An improved understanding of this process in controlled conditions will help to understand the potential cascade effects on the natural environment, such as changes in plastic environmental fate (Amaral-Zettler et al. 2021), increased adsorption of polar and inorganic compounds (Binda et al. 2021b), and alterations on the cycle of nutrients (Seeley et al. 2020).

Conclusions

This study combined the assessment of physical, chemical, and biological ageing on plastic fragments in order to reconstruct (micro)plastic ageing in water environments, using PE fragments as reference. The ageing tests were performed in different water solutions under UV radiation, followed by the incubation of plastic fragments in a selected strain of microalgae. The surface analyses highlight that the main processes affecting plastic in the environment are mostly related to UV-induced oxidation, but that also the different water media can enhance or reduce this effect. It is observable that oxidizing acid and alkaline environments determines different formations of surface functional groups and affects plastic rugosity and physical degradation.

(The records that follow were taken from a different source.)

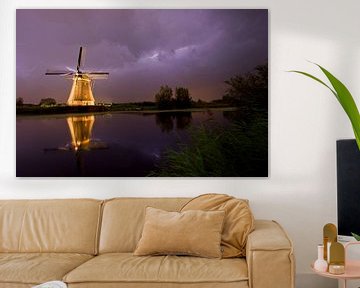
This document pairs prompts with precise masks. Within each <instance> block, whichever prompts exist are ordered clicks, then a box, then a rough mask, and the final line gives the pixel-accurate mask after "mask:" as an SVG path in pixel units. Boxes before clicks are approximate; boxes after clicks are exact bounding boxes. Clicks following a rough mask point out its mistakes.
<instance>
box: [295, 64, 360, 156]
mask: <svg viewBox="0 0 360 288" xmlns="http://www.w3.org/2000/svg"><path fill="white" fill-rule="evenodd" d="M314 64H315V65H317V66H318V67H319V68H320V70H321V71H322V72H323V73H324V74H325V76H326V77H327V79H328V80H329V81H330V84H331V86H332V87H330V86H329V85H327V84H326V83H325V82H323V81H322V80H320V79H319V78H317V77H315V76H313V75H311V74H309V73H307V72H303V71H297V70H292V71H290V72H295V73H299V74H302V75H305V76H307V77H310V78H311V79H313V80H315V81H317V82H319V83H321V84H322V85H324V86H325V87H327V88H328V89H329V90H330V91H331V92H332V93H333V94H334V95H335V97H336V99H337V100H338V101H339V103H340V105H341V106H342V107H343V109H344V111H345V113H346V114H347V116H348V117H349V120H350V122H351V125H352V128H353V130H354V135H355V139H356V143H357V145H358V148H359V150H360V114H359V110H358V108H357V106H356V103H355V101H354V98H353V97H352V95H351V93H350V91H349V90H348V89H347V88H346V86H345V85H344V84H343V83H342V82H341V81H340V80H338V79H337V78H336V77H335V76H334V75H332V74H331V73H330V72H329V71H327V70H326V69H325V68H323V67H322V66H320V65H318V64H316V63H314Z"/></svg>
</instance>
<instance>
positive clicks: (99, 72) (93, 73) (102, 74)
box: [84, 72, 109, 75]
mask: <svg viewBox="0 0 360 288" xmlns="http://www.w3.org/2000/svg"><path fill="white" fill-rule="evenodd" d="M84 73H85V74H89V75H109V72H84Z"/></svg>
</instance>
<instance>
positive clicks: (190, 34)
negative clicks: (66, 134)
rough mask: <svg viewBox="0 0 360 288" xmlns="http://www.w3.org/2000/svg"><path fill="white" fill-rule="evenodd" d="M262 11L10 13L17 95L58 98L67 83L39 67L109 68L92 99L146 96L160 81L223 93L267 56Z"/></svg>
mask: <svg viewBox="0 0 360 288" xmlns="http://www.w3.org/2000/svg"><path fill="white" fill-rule="evenodd" d="M267 21H268V19H267V11H266V10H17V26H16V31H17V35H16V38H17V96H18V97H23V98H24V99H25V102H33V103H37V102H38V101H39V100H40V99H41V98H44V97H54V98H56V99H57V101H58V102H65V101H66V99H67V96H68V92H69V89H70V85H71V81H70V80H66V79H62V78H61V77H51V76H45V75H44V72H45V71H46V69H47V68H51V69H64V68H65V67H70V68H75V66H76V61H77V53H78V50H79V46H80V45H83V46H85V47H86V60H85V64H84V67H85V70H103V71H109V72H110V77H109V79H108V80H98V81H97V82H96V85H95V98H96V100H97V101H113V102H127V101H143V100H153V97H154V93H155V92H156V91H157V89H158V88H159V86H160V85H163V84H168V85H171V86H186V87H189V88H190V92H191V93H192V96H193V98H195V99H199V98H201V99H206V100H209V99H216V98H220V97H222V95H223V94H224V89H225V86H224V83H223V81H224V80H226V79H228V78H229V77H231V76H233V75H235V74H238V73H242V72H245V71H249V70H251V69H253V68H254V66H256V65H258V64H261V63H264V62H265V61H267V53H268V46H267V45H268V43H267V37H268V23H267Z"/></svg>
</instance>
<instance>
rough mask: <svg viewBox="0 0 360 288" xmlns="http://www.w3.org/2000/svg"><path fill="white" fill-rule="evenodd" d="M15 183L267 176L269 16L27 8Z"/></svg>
mask: <svg viewBox="0 0 360 288" xmlns="http://www.w3.org/2000/svg"><path fill="white" fill-rule="evenodd" d="M16 88H17V89H16V117H17V118H16V146H17V147H16V175H17V177H267V176H268V11H267V10H266V9H219V10H216V9H172V10H167V9H129V10H124V9H120V10H113V9H106V10H105V9H104V10H99V9H94V10H83V9H81V10H79V9H74V10H66V9H65V10H64V9H51V10H47V9H18V10H17V14H16Z"/></svg>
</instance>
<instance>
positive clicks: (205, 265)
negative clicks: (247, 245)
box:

This study, moreover, highlights that biofouling affects the surface properties of plastic, regardless of previous treatments, and also affects pristine plastic. Biofouling determines the formation of specific functional groups representing polypeptides and polysaccharides, as well as a strong alteration of microscopic surface structure. Biofouling appeared to proceed independently from the previous level of ageing of the plastic specimen, including pristine PE. Future studies addressing the environmental behavior of plastics and their surface interaction with water chemical constituents and contaminants should consider chemical and biological ageing processes, enabling tracking of the effects of formation and progression of biological colonies on (micro)plastic surfaces. An in-depth understanding of the biofouling process will permit the creation of more realistic aged (micro)plastic reference materials.